MEMS, CMOS, and/or SAW-based components can be separately
manufactured, bonded to a common support substrate, and connected
with an appropriate connective material and/or can be manufactured
as a single integrated unit (e.g., using the process shown and
described in FIG. 9). Additionally, it is understood that a
monitoring device can include additional and/or more elaborate
functionality than that illustrated by monitoring device 18.
To this extent, FIGS. 11A-B show side and bottom views,
respectively, of an illustrative monitoring device 18 according to
an embodiment of the invention. Monitoring device 18 can be shaped
as a square having sides of approximately thirteen millimeters.

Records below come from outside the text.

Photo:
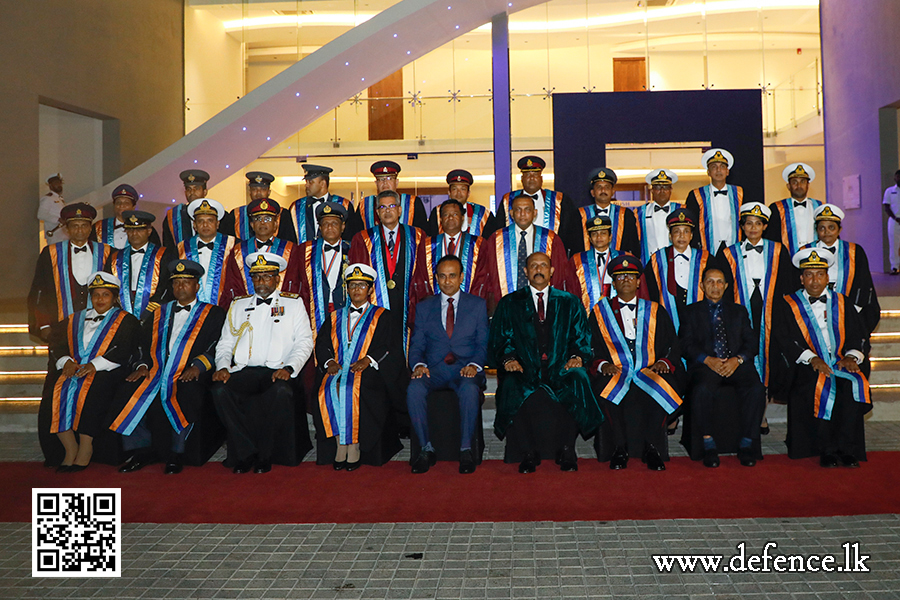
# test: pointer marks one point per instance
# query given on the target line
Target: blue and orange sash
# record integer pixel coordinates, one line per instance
(211, 283)
(659, 264)
(616, 216)
(69, 393)
(374, 243)
(339, 394)
(470, 244)
(635, 369)
(552, 208)
(370, 215)
(785, 209)
(60, 261)
(590, 276)
(148, 279)
(826, 385)
(705, 218)
(167, 368)
(743, 290)
(508, 259)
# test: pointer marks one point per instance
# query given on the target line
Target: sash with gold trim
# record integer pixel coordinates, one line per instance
(148, 279)
(552, 208)
(339, 393)
(635, 369)
(743, 290)
(59, 260)
(211, 283)
(508, 258)
(69, 393)
(167, 368)
(826, 385)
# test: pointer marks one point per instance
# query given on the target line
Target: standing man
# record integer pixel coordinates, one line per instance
(892, 208)
(651, 217)
(448, 352)
(60, 284)
(477, 220)
(209, 248)
(716, 205)
(552, 210)
(624, 229)
(303, 226)
(111, 231)
(638, 370)
(177, 224)
(820, 334)
(265, 342)
(453, 240)
(264, 221)
(792, 218)
(49, 207)
(718, 344)
(163, 395)
(541, 344)
(501, 269)
(142, 267)
(411, 210)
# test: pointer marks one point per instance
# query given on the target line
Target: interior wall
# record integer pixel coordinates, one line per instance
(860, 62)
(102, 58)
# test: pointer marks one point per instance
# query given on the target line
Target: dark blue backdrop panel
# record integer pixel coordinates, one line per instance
(584, 123)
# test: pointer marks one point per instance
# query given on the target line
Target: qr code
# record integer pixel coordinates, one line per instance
(76, 532)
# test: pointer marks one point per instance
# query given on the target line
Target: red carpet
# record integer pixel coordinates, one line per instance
(777, 487)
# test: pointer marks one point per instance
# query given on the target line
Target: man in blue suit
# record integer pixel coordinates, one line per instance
(447, 352)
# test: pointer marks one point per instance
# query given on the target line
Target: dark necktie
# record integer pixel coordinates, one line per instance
(521, 258)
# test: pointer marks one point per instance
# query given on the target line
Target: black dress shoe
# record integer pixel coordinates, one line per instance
(619, 459)
(567, 459)
(529, 463)
(848, 460)
(466, 461)
(828, 461)
(654, 460)
(423, 462)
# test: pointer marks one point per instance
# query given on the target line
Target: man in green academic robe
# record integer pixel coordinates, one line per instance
(541, 344)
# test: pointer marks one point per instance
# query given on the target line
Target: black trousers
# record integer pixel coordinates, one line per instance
(253, 408)
(706, 387)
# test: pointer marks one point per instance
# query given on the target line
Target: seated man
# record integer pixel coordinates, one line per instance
(265, 342)
(821, 334)
(638, 375)
(719, 345)
(447, 352)
(540, 342)
(162, 397)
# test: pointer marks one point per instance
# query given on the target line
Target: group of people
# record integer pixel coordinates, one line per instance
(599, 320)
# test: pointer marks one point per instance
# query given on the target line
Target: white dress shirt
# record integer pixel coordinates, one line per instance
(90, 327)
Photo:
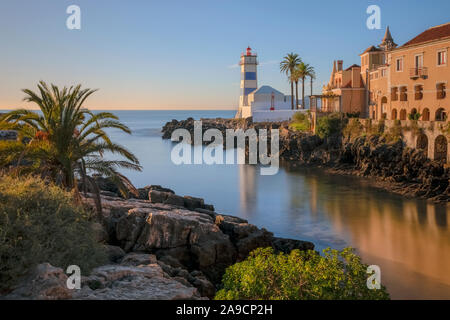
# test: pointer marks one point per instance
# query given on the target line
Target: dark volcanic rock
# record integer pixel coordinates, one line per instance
(194, 240)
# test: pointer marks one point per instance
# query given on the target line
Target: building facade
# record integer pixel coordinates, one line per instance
(261, 103)
(410, 81)
(400, 83)
(345, 92)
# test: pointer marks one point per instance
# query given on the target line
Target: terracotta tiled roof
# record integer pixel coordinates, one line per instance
(353, 66)
(434, 33)
(371, 49)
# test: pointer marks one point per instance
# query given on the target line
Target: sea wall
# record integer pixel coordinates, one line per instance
(392, 165)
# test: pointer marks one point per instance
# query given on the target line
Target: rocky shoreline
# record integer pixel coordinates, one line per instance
(160, 246)
(390, 166)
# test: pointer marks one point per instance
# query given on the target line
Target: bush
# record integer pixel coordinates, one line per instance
(40, 223)
(414, 116)
(329, 125)
(298, 276)
(300, 122)
(353, 129)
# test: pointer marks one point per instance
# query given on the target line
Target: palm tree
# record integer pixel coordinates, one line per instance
(312, 77)
(295, 77)
(66, 142)
(304, 70)
(287, 66)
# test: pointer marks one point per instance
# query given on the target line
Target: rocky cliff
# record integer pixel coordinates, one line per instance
(390, 165)
(161, 246)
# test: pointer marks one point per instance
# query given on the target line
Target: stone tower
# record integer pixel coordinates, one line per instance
(388, 42)
(249, 79)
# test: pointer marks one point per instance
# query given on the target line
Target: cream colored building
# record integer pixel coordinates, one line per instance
(400, 83)
(410, 79)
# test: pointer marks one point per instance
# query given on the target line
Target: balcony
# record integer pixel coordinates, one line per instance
(441, 94)
(416, 73)
(418, 95)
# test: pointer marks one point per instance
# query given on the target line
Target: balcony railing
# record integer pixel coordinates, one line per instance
(441, 94)
(418, 95)
(416, 73)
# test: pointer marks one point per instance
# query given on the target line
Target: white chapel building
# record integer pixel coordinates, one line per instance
(264, 103)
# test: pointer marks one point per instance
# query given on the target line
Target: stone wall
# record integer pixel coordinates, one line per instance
(428, 136)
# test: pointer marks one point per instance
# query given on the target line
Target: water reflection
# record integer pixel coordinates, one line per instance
(409, 239)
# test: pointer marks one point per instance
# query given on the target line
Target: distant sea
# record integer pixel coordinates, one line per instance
(409, 239)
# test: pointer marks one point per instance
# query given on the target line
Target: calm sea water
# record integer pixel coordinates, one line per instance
(408, 239)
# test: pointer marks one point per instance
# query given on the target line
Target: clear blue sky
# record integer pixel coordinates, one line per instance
(180, 54)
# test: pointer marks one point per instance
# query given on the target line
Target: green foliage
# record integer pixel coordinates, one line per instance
(40, 223)
(395, 133)
(353, 129)
(299, 276)
(353, 114)
(329, 125)
(414, 116)
(300, 122)
(66, 142)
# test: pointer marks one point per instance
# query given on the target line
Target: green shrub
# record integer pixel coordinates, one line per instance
(353, 114)
(414, 116)
(353, 129)
(298, 276)
(300, 122)
(329, 125)
(40, 223)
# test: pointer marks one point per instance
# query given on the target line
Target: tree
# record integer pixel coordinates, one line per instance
(287, 66)
(66, 142)
(300, 275)
(312, 77)
(303, 70)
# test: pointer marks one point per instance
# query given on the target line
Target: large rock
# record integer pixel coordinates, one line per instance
(44, 283)
(128, 282)
(198, 240)
(183, 234)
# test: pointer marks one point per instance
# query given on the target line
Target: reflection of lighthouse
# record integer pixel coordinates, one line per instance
(247, 189)
(249, 78)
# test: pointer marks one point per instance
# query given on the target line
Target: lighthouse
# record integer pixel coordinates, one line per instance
(249, 77)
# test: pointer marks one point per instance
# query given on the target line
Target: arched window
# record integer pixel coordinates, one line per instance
(441, 115)
(426, 114)
(422, 143)
(394, 114)
(403, 114)
(440, 149)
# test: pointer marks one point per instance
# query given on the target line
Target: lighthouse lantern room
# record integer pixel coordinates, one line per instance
(249, 77)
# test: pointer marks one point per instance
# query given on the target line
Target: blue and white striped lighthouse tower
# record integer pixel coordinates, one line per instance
(249, 79)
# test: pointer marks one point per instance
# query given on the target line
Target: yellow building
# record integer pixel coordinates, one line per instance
(399, 83)
(345, 92)
(410, 79)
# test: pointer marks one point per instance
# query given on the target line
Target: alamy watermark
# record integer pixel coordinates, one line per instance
(213, 153)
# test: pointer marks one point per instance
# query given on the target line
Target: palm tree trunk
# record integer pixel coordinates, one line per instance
(303, 93)
(292, 95)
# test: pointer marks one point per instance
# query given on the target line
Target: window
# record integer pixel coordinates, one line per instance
(418, 90)
(442, 58)
(250, 76)
(440, 90)
(394, 94)
(403, 93)
(249, 90)
(418, 61)
(399, 65)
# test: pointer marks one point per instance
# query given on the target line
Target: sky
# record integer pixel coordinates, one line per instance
(144, 54)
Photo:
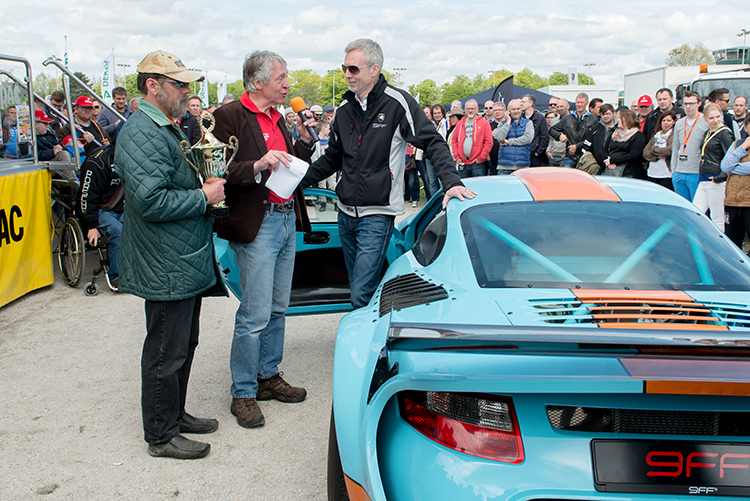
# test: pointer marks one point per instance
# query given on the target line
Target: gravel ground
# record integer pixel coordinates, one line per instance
(71, 421)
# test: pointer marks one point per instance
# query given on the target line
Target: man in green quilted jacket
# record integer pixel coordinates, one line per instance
(167, 254)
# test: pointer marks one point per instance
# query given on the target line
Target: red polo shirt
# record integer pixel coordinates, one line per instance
(272, 134)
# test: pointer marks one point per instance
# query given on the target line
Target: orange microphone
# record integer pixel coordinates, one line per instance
(299, 107)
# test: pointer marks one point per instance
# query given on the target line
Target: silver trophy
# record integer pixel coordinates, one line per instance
(210, 155)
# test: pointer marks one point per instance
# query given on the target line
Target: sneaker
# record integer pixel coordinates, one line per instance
(179, 447)
(192, 424)
(248, 413)
(276, 387)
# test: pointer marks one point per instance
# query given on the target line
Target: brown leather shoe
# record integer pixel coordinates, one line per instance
(276, 387)
(248, 413)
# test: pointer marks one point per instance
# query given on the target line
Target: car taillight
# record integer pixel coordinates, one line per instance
(481, 425)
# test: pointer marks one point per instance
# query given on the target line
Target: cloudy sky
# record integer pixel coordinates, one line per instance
(430, 38)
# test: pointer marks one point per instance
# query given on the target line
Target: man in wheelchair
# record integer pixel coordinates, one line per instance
(101, 204)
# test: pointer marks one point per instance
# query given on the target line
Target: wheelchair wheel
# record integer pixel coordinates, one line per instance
(91, 289)
(71, 252)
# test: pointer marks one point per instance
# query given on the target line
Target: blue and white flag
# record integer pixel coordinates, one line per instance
(221, 90)
(203, 91)
(108, 76)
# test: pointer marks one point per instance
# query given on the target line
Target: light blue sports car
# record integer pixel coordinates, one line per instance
(558, 337)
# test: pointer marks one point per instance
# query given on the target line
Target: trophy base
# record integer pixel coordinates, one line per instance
(217, 212)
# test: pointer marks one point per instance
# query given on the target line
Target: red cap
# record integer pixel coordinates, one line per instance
(69, 140)
(41, 116)
(645, 101)
(85, 101)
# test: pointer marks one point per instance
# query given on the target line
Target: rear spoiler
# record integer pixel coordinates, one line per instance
(703, 336)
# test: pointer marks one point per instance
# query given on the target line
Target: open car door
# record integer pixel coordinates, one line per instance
(320, 283)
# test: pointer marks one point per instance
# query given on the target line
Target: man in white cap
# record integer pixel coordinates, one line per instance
(167, 254)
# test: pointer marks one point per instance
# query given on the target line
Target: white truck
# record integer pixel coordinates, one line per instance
(701, 79)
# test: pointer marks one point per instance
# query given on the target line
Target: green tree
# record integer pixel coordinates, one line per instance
(45, 85)
(559, 78)
(428, 92)
(333, 78)
(481, 82)
(459, 88)
(690, 55)
(236, 88)
(305, 84)
(529, 79)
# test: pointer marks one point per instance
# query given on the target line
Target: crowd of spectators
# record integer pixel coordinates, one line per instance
(678, 146)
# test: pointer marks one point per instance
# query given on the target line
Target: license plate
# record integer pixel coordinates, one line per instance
(672, 467)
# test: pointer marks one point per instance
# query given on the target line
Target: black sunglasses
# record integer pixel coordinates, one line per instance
(179, 85)
(354, 70)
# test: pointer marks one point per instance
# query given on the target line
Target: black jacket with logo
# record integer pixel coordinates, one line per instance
(575, 130)
(100, 186)
(369, 148)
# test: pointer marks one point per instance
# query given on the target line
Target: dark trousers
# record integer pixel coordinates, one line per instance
(739, 224)
(171, 338)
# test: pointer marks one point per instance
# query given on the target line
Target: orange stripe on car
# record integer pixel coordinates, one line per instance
(554, 183)
(697, 388)
(356, 491)
(666, 310)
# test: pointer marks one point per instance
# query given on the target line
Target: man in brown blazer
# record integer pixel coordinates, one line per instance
(261, 230)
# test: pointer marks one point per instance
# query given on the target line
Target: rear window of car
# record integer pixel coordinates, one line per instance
(600, 244)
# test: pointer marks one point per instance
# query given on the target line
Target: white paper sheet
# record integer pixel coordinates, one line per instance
(283, 181)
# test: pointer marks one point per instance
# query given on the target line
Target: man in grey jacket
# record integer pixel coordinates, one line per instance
(686, 147)
(167, 253)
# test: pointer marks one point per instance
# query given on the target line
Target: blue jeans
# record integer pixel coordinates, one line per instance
(171, 338)
(266, 266)
(412, 185)
(110, 223)
(473, 170)
(364, 241)
(685, 185)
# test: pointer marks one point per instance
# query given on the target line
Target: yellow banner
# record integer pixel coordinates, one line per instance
(25, 234)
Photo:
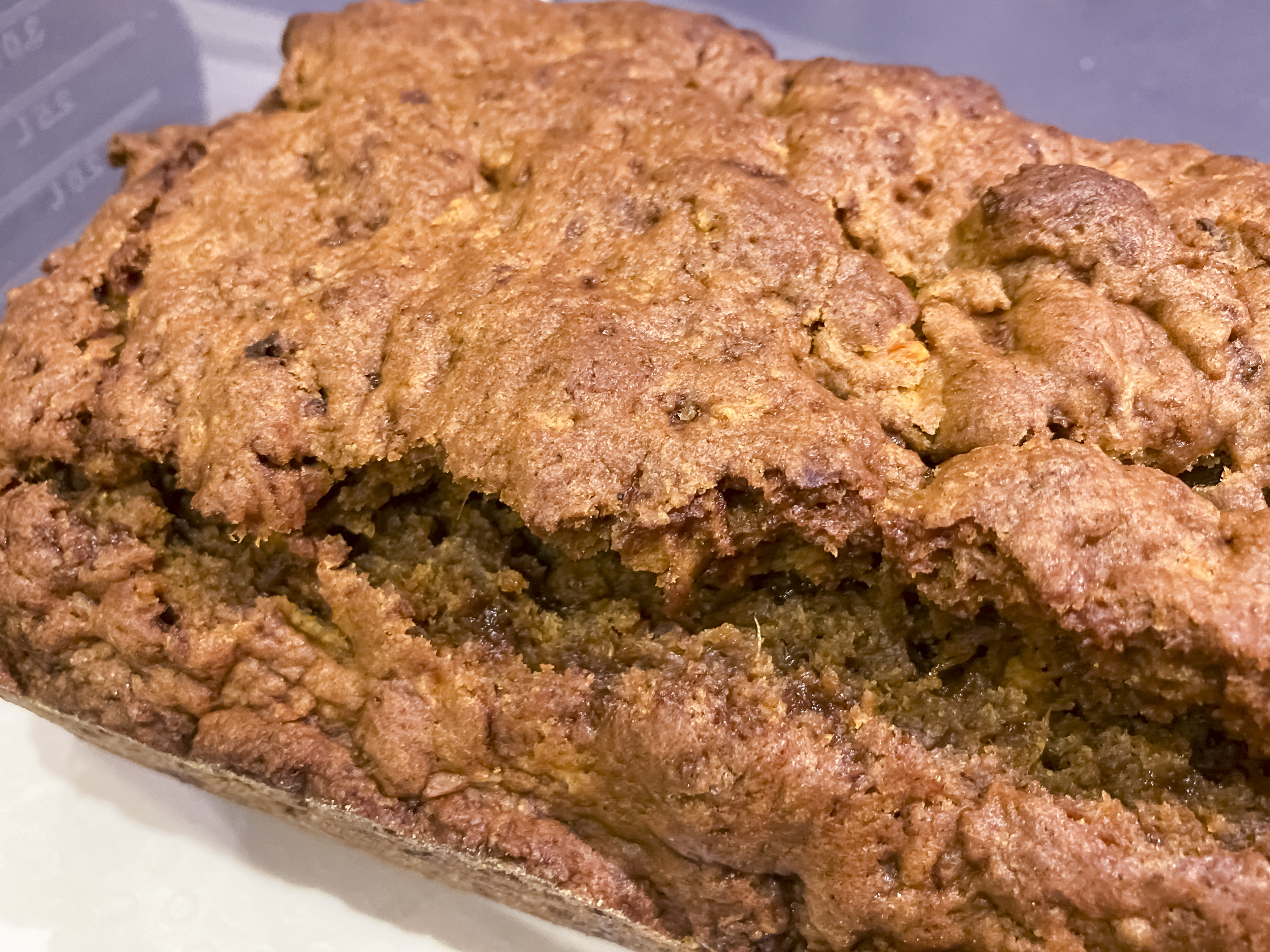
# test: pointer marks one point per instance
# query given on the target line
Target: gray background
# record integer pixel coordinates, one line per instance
(1167, 72)
(1162, 70)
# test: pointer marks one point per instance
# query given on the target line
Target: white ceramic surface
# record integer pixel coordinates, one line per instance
(98, 853)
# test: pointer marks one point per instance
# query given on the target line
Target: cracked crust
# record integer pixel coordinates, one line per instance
(784, 506)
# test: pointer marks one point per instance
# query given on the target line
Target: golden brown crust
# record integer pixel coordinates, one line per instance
(944, 435)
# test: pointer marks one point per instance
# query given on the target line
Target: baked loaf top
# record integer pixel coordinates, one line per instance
(802, 503)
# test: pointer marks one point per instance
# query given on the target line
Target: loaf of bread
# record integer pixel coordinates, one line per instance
(704, 499)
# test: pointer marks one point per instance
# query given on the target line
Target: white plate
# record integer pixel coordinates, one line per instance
(98, 853)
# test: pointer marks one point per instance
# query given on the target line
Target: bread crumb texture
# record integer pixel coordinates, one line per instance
(796, 506)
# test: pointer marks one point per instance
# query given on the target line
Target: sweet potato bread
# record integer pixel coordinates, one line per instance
(714, 501)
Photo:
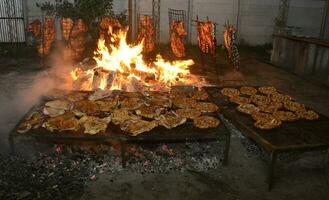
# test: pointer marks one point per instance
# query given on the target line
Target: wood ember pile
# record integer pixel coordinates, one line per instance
(176, 38)
(48, 37)
(146, 33)
(206, 37)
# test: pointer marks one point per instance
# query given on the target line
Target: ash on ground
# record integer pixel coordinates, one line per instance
(63, 172)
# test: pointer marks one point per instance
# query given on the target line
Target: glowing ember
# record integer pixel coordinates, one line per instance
(121, 66)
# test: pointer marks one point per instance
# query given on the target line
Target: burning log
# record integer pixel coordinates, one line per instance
(66, 25)
(176, 38)
(146, 34)
(206, 37)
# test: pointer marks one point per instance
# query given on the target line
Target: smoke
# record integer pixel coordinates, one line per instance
(23, 87)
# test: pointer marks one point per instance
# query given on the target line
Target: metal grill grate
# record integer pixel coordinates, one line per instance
(12, 21)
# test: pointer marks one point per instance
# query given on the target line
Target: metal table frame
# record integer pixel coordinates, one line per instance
(271, 149)
(114, 133)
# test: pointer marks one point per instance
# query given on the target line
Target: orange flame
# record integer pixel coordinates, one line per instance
(124, 65)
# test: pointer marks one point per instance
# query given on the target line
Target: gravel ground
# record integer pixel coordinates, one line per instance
(64, 170)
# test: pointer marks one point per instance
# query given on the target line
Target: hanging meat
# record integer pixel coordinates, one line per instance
(230, 45)
(206, 37)
(146, 33)
(66, 25)
(109, 25)
(78, 46)
(108, 21)
(79, 28)
(48, 37)
(35, 28)
(176, 38)
(77, 41)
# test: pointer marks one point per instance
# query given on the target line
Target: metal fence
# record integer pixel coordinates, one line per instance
(12, 29)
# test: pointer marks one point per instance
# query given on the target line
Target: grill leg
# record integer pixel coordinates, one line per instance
(12, 145)
(123, 153)
(272, 160)
(227, 148)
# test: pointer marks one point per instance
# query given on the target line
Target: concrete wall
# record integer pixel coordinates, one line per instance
(306, 15)
(256, 21)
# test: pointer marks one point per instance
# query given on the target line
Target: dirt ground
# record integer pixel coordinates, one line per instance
(301, 176)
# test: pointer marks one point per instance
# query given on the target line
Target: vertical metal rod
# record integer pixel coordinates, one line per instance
(271, 166)
(26, 18)
(324, 20)
(227, 147)
(130, 19)
(12, 145)
(123, 153)
(238, 21)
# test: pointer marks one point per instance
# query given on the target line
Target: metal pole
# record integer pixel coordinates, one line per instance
(324, 20)
(238, 20)
(189, 20)
(130, 18)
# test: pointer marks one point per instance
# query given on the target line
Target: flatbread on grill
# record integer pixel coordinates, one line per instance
(24, 127)
(271, 107)
(230, 92)
(150, 112)
(161, 102)
(99, 94)
(200, 95)
(76, 96)
(267, 90)
(307, 114)
(247, 108)
(121, 115)
(93, 125)
(171, 120)
(131, 103)
(277, 97)
(189, 113)
(107, 105)
(35, 119)
(204, 122)
(66, 122)
(52, 112)
(260, 99)
(61, 104)
(286, 116)
(267, 123)
(136, 127)
(179, 94)
(260, 115)
(206, 107)
(86, 106)
(294, 106)
(248, 90)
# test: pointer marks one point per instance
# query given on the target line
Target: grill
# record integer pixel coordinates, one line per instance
(299, 136)
(183, 133)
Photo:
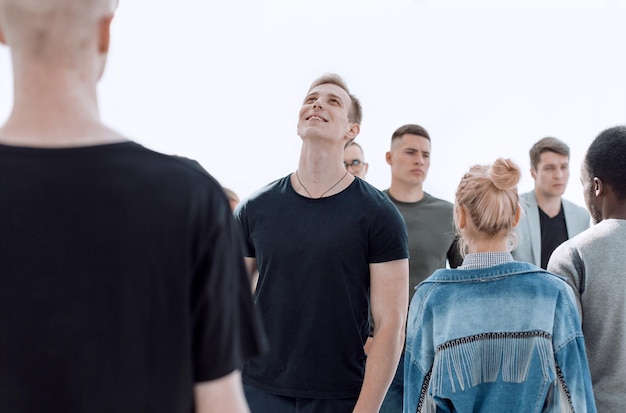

Monitoring device 18 includes sensors 70A-C on a bottom surface,
which can comprise a temperature sensor 70A, a strain sensor 70B,
and a pressure sensor 70C, although any number and/or combination
of sensors 70A-C can be used. The bottom surface can include a glue
71 or the like, for attaching monitoring device 18 to a component
or other location. Additionally, monitoring device 18 is shown
including a radio frequency transceiver, which can comprise a
CMOS-based device, a MEMS-based power generating device 74A that
generates power from vibration, pressure, temperature
differentials, and/or the like, a pair of MEMS-based power storage
devices 74B-C, such as a MEMS battery, supercapacitor, and/or the
like, and a processing device 76A, which can provide processing
and/or data storage capabilities for monitoring device 18. In
operation, the various sensors 70A-C can obtain component property
data, which can be processed/stored by processing device 76A and/or
communicated by transceiver 72A. Power generating device 74A can
generate sufficient power to operate all the components of
monitoring device 18 without requiring an external power
source.
IV. Illustrative Applications
As noted previously, a limiting component of a machine can be
monitored according to an aspect of the invention. For example, a
rotor shaft in a helicopter drive system may have a limit of
allowable torque that is lower than an amount of torque that would
be experienced (e.g., according to a model) if an engine system
generated all of its available power. In this case, since the
actual torque experienced by the rotor shaft presently is difficult
or impossible to accurately monitor, the amount of power actually
used will be kept lower than the maximum to ensure that the torque
remains within safe limits. As a result, performance of the entire
helicopter is degraded. To this extent, in a typical system,
approximately 70% of the available power is used to keep the
aircraft afloat, with the remaining 30% being available for
maneuvering the aircraft. However, if the power consumption is
limited to 95% of the available power, then only 25% of the
available power is available for maneuvering. This results in a
loss of approximately 16.7% of the power available for maneuvering
the aircraft. An embodiment of the invention addresses this
situation by monitoring the rotor shaft and providing precise
measurements of the torque being experienced by the helicopter
drive system. In this manner, the helicopter may be able to use
additional available power, which can increase its
maneuverability.
FIG. 12 shows an illustrative helicopter rotor assembly 4A
according to an embodiment of the invention. Helicopter rotor
assembly 4A includes a large number of components, such as
components 2A-E, which move during operation of the helicopter. As
a result, during operation, properties of components 2A-E cannot be
monitored using a wired connection. An aspect of the invention
provides attaching at least one monitoring device, such as
monitoring devices 18A-E, to each of the components 2A-E to be
monitored. Monitoring devices 18A-E obtain (e.g., sense) one or
more properties of the corresponding component 2A-E and communicate
the component properties 52 (FIG. 3) to one or more relay devices
16A-B. Each relay device 16A-B can be attached to helicopter rotor
assembly 4A and/or the corresponding helicopter in a location that
does not move with respect to the remainder of the helicopter.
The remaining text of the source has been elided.